Adding threaded messaging, an important component in other services like Yammer, Citrix’s Podio and Convo, would level the playing field between collaboration services — and give Slack an opportunity to gobble up a much wider part of the field. Slack, as-is, is more like a tool for quickly building work-centric chat rooms with direct messaging integrated into it. Threaded comments would bring the service to another level, helping it become a more important part of the workflow and upending existing services.

Slack has attracted a lot of attention in Silicon Valley because of its dead-simple interface and tools. Adding additional tools, of course, carries the risk of feature-creep. But threaded messages are a critical component to other enterprise collaboration tools, and the service is going to need to find ways to usurp those services in order to attract new clients. And that includes attracting clients outside of Silicon Valley — where the company will have to find growth if it wants to become the truly massive business investors are betting on.
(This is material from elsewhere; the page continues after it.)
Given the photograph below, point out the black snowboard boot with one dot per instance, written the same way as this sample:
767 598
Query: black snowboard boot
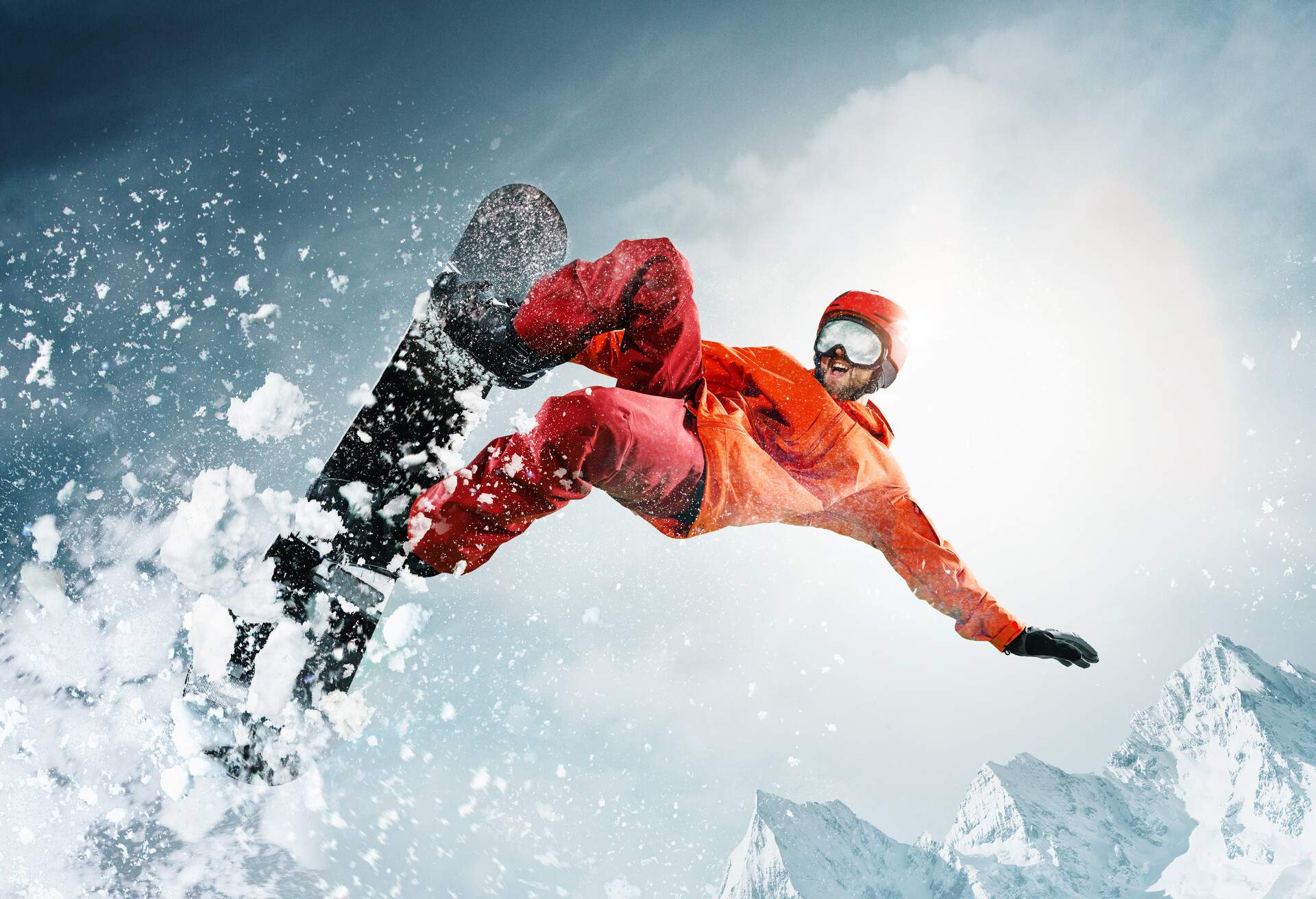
480 324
Slack is already one of the hottest enterprise startups in Silicon Valley, valued at $3.8 billion in its most recent financing round. In April last year, Slack was valued at $2.8 billion as part of its financing round, and the service has 2.7 million users. The promise of Slack is partly to reduce the clutter of email by making it easier to not only message other Slack users directly, but provide an extensive history of conversation that’s easily searchable.

There’s also a whole new ecosystem of third-party applications that are coming to the service in the form of bots and other third-party apps, in which the company also plans to invest, that will populate Slack’s own third-party app directory. All these additions, taken together, help the service become more powerful in the context of enterprise — which explains why Slack has attracted so much investor interest.

And this would help the service look less like a chat room and more like a true enterprise collaboration service — which could help attract even larger enterprise clients that rely on tools like threaded messages to get work done. As Slack picks up those larger enterprise clients, it can continue to scale its business, and thus invest in new tools and hire additional talent.